I conserve exclamation points. People overuse them, and they’ve become devalued. By conserving them, they gain significance for the rare occasions that I think they’re warranted.
I never use “meh” or “heh”, and I don’t like when other people do. If I think something is very funny, I’ll use “LOL” — but I use it sparingly, so it retains its significance, like exclamation points.
I hate semicolons. There’s almost always a better, more readable way to convey the intended idea without using one. If you ever see me use a semicolon, you can be sure that I agonized over it, and it’s very uncomfortable for me to see it there.

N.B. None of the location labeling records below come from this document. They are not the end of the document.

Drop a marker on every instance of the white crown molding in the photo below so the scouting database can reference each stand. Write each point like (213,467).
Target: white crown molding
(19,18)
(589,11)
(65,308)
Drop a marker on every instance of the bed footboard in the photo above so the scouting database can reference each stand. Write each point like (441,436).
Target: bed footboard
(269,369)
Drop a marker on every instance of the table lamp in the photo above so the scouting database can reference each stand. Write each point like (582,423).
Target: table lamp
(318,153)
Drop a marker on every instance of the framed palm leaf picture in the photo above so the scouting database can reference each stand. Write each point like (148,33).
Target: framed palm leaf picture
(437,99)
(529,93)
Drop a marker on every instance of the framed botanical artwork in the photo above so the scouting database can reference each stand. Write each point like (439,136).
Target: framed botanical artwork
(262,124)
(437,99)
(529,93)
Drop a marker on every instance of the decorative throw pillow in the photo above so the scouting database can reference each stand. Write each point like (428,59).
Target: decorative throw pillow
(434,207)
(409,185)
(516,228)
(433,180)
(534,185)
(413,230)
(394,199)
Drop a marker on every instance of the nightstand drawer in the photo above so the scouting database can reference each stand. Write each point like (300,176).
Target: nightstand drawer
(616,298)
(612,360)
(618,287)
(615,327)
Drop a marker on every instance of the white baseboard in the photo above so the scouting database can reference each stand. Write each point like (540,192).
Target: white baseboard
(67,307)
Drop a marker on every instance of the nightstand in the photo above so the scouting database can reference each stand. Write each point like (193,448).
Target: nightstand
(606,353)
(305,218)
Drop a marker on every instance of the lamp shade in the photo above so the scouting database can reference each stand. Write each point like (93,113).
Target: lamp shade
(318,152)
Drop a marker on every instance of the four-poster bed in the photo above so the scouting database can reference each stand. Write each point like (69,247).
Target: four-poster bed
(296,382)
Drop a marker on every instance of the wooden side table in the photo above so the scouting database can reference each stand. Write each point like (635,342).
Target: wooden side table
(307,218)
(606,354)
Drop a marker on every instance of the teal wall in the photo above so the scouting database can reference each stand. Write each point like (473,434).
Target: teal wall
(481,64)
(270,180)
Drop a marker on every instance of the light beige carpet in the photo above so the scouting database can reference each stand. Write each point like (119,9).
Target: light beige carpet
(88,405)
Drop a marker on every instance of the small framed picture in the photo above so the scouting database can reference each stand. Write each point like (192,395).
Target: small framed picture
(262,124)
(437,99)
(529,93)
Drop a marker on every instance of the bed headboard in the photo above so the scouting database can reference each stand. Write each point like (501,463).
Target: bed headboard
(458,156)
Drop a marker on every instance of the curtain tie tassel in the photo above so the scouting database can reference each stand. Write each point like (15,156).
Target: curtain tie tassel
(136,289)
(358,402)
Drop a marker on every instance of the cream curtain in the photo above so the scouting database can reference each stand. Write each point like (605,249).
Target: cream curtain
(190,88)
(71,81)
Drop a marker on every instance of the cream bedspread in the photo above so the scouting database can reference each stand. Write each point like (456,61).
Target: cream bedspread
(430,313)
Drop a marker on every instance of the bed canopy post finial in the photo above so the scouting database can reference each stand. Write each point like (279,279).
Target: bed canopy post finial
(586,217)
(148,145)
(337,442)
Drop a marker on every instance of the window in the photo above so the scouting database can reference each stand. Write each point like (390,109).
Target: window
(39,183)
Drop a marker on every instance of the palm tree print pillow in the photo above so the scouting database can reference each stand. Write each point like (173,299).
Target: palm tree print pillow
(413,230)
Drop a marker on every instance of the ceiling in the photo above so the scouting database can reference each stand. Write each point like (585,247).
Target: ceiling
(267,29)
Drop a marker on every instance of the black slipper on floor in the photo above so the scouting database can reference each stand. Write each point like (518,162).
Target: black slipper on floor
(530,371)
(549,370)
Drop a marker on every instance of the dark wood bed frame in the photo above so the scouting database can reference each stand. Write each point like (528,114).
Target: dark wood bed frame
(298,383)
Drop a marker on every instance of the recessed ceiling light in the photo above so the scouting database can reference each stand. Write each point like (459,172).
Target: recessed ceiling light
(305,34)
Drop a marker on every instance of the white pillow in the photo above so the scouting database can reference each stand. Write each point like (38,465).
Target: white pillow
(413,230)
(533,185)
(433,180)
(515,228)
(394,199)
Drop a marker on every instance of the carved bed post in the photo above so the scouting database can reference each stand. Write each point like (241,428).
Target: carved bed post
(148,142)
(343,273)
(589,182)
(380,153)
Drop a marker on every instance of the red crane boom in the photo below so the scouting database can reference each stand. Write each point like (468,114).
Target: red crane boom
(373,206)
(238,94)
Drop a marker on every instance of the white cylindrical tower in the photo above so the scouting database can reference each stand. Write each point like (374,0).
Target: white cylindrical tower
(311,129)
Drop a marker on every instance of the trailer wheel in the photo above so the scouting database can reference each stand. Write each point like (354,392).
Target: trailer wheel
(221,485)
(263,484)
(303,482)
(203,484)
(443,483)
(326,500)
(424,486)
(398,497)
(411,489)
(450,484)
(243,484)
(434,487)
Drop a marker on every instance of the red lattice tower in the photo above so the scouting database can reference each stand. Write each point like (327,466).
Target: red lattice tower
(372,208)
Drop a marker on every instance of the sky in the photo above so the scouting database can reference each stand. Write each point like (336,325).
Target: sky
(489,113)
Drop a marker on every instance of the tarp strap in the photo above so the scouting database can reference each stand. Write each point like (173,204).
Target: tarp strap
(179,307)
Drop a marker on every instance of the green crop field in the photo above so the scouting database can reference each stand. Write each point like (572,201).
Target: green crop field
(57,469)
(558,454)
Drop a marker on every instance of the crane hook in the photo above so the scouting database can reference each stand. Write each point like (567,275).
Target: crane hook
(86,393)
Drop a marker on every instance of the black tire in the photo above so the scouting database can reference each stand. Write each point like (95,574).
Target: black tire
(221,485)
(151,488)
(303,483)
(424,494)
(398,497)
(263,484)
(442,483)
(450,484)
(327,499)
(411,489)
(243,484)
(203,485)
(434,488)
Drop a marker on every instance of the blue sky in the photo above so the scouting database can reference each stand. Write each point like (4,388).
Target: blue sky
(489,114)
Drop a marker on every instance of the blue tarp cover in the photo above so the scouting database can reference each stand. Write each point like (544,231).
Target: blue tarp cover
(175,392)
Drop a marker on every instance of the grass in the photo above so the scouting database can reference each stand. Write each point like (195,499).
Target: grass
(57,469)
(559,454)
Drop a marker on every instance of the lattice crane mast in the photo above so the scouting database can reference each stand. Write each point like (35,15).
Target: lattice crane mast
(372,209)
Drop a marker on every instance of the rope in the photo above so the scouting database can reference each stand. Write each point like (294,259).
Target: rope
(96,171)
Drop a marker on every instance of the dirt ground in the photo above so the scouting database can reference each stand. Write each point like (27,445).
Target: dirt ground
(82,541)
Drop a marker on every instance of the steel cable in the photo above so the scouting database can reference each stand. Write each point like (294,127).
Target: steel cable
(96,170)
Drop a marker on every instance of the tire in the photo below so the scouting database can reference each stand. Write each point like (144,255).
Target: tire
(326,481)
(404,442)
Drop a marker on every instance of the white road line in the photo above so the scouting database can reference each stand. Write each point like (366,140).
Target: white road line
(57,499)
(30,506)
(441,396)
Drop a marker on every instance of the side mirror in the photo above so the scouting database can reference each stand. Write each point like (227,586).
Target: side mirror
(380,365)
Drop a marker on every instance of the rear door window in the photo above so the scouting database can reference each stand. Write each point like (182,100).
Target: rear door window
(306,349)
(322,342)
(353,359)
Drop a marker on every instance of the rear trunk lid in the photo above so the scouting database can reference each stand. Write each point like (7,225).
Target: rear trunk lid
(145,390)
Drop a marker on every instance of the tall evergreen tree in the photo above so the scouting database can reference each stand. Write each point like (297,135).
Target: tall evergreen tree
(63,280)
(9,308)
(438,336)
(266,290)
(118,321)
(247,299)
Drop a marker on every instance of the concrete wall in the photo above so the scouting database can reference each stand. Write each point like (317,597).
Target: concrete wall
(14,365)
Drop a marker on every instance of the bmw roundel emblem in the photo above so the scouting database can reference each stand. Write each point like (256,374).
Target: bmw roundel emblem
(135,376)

I will never write “the fact that”, “in and of itself”, or other meaningless phrases like them that too many bad writers use to inflate their word count. I hate these phrases so much that I avoid them in casual speech, too, even if I need to pause for a moment to reorganize my sentence. The overuse of these fluff phrases is a product of our education system’s bad writing standards. Teachers: Every time you assign a minimum page length or word count, you’re encouraging this.
I will almost always put the punctuation outside of the quotation marks if it wasn’t part of the original quoted string:
- Like this: I will never write “the fact that”,
- Not like this: I will never write “the fact that,”
I recognize that the latter is the convention for American English, but I don’t like it. I think it’s misleading, because it creates the ambiguity about whether the comma was part of the quoted phrase. This is a reflection of being a programmer, I think — I hate the idea of misrepresenting the literal string by including punctuation that wasn’t originally there.